Se lo llevó al extremo de la barra, cogiéndolo con las dos manos para evitar que la cerámica tintineara por el pulso y sin separarse el cigarro de la boca. Mientras mordía el filtro, el humo espeso le nublaba la cara. Contuvo una tos seca. Sonaba el entrechocar de las cucharas y platos, el ruleteo, la voz de ¡premio! y las teclas de la máquina tragaperras. El bar tenía unos setos a la entrada, toda una pared llena de jamones y otra de botellas de vino: era como una taberna de pueblo, pero reluciente y pija, a dos metros de la calle Goya. No había más cafeterías a la redonda donde elegir. Álex dejó el café en la curva que hacía el mostrador de mármol, lo más cerca posible de la cristalera. Regresó a por la vuelta. Fumó con parsimonia, mientras degustaba a sorbos el café amargo y pensaba.

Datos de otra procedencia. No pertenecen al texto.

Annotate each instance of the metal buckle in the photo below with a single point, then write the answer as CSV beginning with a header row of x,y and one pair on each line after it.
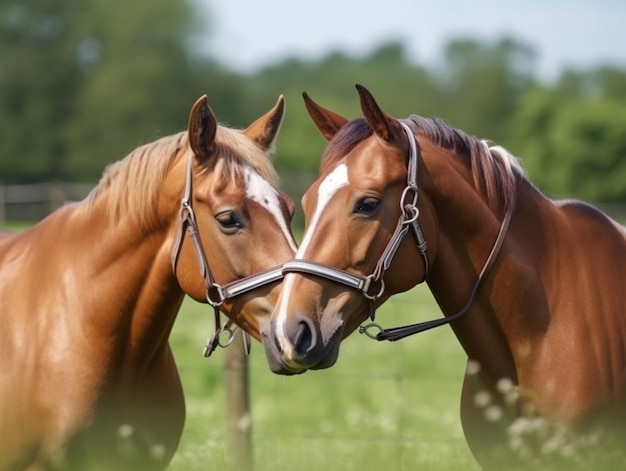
x,y
366,286
218,291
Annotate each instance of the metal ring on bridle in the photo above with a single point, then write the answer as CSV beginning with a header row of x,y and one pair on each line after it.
x,y
217,289
368,283
405,193
413,217
229,339
367,330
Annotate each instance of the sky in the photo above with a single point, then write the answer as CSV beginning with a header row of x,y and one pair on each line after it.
x,y
247,36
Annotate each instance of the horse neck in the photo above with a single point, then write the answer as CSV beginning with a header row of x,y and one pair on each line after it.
x,y
467,230
130,281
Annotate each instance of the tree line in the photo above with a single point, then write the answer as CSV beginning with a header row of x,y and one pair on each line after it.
x,y
83,85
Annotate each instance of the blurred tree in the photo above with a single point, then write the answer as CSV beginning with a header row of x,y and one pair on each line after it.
x,y
574,146
82,84
39,74
483,83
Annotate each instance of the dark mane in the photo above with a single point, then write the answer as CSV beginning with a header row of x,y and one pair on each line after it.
x,y
494,170
344,141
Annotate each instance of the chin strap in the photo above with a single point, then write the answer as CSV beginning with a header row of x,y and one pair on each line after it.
x,y
376,332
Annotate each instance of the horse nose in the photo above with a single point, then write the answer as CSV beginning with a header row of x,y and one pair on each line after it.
x,y
296,341
302,336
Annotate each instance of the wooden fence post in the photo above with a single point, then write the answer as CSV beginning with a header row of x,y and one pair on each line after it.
x,y
236,380
2,207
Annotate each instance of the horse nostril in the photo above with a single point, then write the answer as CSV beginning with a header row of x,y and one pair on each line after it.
x,y
303,338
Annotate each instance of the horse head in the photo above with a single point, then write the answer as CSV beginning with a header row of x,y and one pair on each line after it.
x,y
233,233
356,215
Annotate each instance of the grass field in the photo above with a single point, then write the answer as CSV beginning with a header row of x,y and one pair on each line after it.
x,y
390,406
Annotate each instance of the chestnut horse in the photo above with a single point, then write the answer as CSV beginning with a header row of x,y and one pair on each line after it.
x,y
89,295
532,288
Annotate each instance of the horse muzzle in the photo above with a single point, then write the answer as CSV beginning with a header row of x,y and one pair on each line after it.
x,y
299,345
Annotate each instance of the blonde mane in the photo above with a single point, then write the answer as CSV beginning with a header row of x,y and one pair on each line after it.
x,y
133,183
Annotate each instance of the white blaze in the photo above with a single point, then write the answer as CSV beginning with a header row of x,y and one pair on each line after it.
x,y
260,190
334,181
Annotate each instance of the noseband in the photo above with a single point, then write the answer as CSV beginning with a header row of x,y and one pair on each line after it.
x,y
372,286
215,293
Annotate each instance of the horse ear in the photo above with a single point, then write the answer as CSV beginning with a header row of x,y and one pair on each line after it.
x,y
328,122
201,128
265,129
384,125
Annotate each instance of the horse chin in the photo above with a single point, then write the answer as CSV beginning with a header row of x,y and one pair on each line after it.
x,y
322,359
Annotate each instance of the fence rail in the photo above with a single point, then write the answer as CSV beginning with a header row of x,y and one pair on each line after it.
x,y
32,202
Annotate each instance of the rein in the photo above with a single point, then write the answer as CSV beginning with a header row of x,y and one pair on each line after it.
x,y
372,286
215,293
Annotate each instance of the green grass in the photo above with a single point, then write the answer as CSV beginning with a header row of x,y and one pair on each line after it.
x,y
382,406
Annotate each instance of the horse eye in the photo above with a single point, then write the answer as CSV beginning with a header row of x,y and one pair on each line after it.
x,y
366,206
229,222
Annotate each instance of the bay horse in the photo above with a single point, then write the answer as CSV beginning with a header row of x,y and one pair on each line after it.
x,y
89,295
532,288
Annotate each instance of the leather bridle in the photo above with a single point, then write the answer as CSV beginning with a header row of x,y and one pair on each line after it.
x,y
215,293
372,286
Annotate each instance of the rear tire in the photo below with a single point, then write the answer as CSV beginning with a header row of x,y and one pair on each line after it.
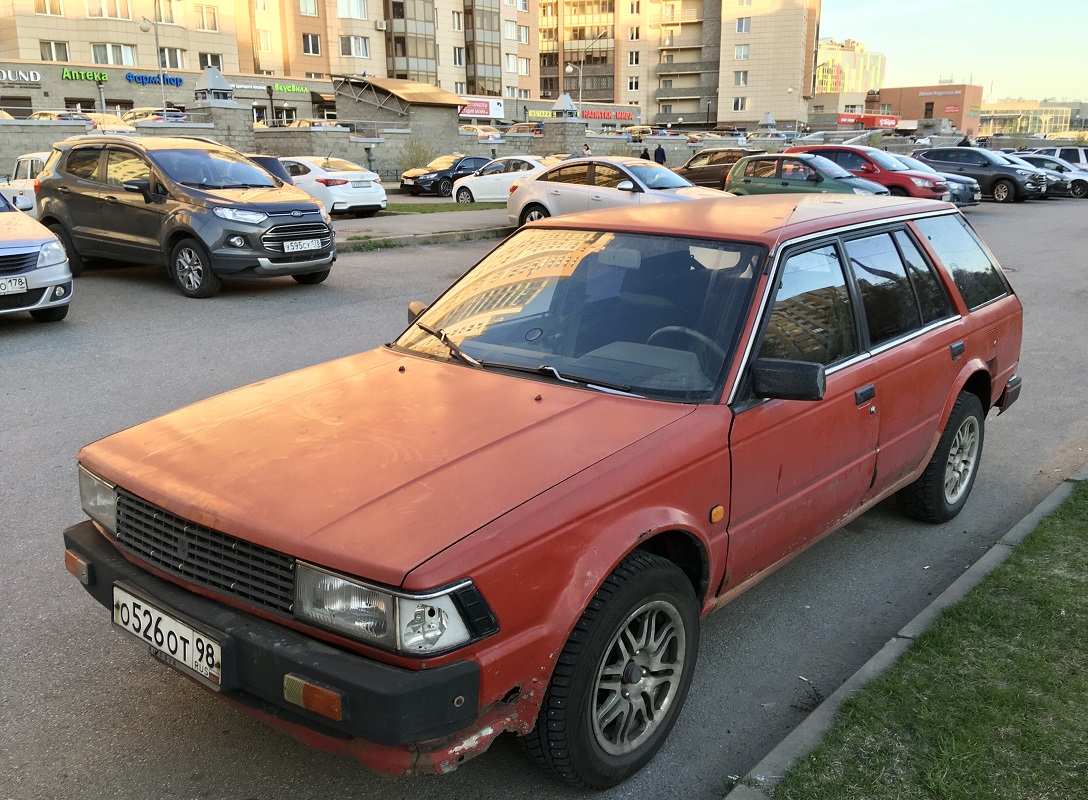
x,y
622,677
942,490
75,260
190,270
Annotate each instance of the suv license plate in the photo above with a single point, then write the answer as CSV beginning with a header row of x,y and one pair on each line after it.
x,y
15,285
306,244
169,639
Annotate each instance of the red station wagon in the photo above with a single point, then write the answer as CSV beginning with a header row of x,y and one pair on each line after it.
x,y
512,517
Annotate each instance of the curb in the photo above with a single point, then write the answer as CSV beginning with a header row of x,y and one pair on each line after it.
x,y
758,784
411,240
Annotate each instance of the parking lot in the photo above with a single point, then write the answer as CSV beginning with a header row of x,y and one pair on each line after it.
x,y
84,713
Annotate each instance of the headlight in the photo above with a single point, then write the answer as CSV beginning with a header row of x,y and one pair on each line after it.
x,y
395,620
99,500
240,214
51,253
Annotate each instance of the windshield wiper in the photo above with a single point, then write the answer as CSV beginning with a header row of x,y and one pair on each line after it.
x,y
453,346
549,371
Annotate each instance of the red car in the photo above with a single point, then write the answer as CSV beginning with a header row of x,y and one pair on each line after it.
x,y
512,517
877,165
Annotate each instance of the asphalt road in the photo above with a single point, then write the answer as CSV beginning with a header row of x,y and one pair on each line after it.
x,y
86,714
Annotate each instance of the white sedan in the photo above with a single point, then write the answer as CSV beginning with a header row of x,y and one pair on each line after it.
x,y
492,182
341,186
590,183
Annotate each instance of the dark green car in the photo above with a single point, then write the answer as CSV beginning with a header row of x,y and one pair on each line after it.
x,y
795,173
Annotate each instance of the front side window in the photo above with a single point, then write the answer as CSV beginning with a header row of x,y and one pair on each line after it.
x,y
812,319
593,309
974,273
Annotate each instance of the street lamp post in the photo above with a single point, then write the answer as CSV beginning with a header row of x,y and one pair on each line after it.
x,y
581,62
146,26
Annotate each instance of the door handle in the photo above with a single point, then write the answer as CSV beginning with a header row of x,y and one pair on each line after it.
x,y
865,394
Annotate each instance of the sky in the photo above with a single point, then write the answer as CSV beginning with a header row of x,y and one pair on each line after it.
x,y
1030,49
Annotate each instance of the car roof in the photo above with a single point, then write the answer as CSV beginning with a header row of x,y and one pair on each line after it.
x,y
765,219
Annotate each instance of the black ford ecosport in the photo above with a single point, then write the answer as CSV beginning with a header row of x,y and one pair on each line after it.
x,y
200,208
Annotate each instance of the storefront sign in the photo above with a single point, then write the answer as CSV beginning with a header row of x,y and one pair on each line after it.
x,y
84,75
153,80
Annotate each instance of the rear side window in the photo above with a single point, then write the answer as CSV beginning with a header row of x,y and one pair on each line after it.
x,y
83,162
812,319
977,278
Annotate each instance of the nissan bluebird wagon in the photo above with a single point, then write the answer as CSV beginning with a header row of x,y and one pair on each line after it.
x,y
512,516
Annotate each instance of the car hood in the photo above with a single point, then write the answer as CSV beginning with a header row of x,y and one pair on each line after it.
x,y
20,232
374,463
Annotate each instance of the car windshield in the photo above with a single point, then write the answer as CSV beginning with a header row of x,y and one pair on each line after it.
x,y
886,160
829,168
657,176
653,316
211,169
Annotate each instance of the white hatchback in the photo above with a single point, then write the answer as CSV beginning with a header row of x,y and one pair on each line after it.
x,y
341,186
492,182
590,183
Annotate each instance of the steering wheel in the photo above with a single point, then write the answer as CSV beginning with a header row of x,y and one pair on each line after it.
x,y
708,345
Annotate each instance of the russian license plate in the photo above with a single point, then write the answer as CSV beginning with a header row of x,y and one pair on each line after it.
x,y
304,244
169,639
12,285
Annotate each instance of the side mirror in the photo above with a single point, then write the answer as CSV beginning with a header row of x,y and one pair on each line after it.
x,y
415,309
139,185
781,379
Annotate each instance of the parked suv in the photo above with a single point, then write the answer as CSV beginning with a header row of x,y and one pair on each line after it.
x,y
709,165
881,168
512,516
1000,180
201,209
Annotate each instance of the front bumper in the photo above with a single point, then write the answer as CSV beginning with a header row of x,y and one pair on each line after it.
x,y
385,705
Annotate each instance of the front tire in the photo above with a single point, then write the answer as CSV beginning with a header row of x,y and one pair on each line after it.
x,y
622,677
1003,192
941,491
190,269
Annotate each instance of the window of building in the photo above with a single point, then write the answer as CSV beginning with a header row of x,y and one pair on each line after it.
x,y
165,11
171,58
351,9
109,10
53,50
108,53
53,8
207,17
355,46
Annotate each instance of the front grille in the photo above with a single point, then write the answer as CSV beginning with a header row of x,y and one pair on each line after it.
x,y
274,237
17,262
205,556
25,299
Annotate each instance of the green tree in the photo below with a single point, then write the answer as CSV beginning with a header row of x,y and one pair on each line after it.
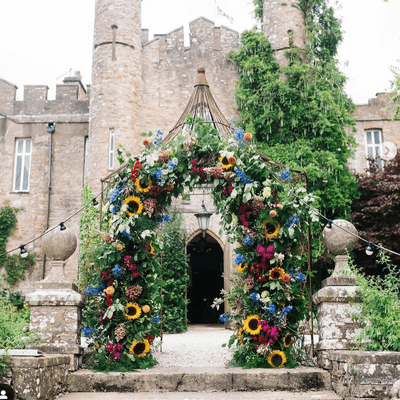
x,y
299,113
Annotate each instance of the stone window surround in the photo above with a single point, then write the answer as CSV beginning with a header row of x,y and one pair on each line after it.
x,y
23,154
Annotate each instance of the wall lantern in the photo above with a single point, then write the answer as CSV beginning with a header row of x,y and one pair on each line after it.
x,y
203,219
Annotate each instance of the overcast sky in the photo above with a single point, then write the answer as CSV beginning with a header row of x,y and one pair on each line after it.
x,y
42,40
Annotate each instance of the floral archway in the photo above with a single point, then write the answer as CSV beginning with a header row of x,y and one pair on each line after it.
x,y
259,214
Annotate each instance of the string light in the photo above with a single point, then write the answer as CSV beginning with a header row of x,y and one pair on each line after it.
x,y
24,253
369,250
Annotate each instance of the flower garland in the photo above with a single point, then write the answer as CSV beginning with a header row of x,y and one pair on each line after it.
x,y
266,300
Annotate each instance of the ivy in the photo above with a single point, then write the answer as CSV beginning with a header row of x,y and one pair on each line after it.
x,y
15,266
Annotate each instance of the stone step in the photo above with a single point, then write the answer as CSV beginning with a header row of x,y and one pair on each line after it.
x,y
258,395
201,380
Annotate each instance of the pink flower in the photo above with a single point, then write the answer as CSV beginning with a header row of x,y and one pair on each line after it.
x,y
110,347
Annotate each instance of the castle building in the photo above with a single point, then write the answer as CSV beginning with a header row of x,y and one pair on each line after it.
x,y
49,147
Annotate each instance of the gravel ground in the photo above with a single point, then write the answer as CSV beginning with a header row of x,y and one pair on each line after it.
x,y
200,346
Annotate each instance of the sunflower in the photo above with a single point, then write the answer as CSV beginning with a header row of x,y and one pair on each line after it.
x,y
288,340
250,325
276,359
140,349
276,273
225,162
271,228
134,205
143,186
242,267
240,331
133,311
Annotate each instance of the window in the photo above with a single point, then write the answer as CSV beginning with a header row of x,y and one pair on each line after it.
x,y
22,163
111,150
85,157
373,139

Miró la hora y contempló sin interés el edificio teja y blanco del instituto. Eran las doce y cuarto. No recordaba bien hasta cuándo tenían clase en BUP, pero era probable que quedara un buen rato para que terminaran. Llevaba rondando a paso de lobo los alrededores desde las siete de la mañana y estaba hasta los huevos. Además, puede que las tres crías le hubieran visto cuando se liaban un canuto encogidas detrás del cartelón de propaganda que había junto a la boca del metro, mientras él vigilaba como un perro en la otra acera. Al menos comprobó que sólo se dedicaban a pintarse las uñas y hablar, seguro que de gilipolleces, sin hojas de cuaderno con signos jeroglíficos. Se le pasaron un par de horas muertas haciendo la ronda. Cuando escuchó el barullo del recreo se coló en un edificio cercano para poder contemplar el patio desde arriba —tras gruñirle al portero que iba a la consulta de un médico que acaba de leer en los letreros del timbre— y le dio mil patadas descubrir que el instituto o bien tenía el patio cubierto o ni tenía patio, porque desde arriba no se veía una mierda más que las azoteas. Ahora tocaba descanso hasta que sonara el timbre. Había olvidado traerse un libro, así que suspiró y se entretuvo contemplando las cristaleras, piso por piso. El bar estaba en la acera de enfrente al instituto, y se distinguían sin dificultad las cabecitas de los estudiantes y la figura del profesor. Había chicos que miraban por la ventana, en su dirección, con ojos ausentes. Le entraron ganas de saludarles.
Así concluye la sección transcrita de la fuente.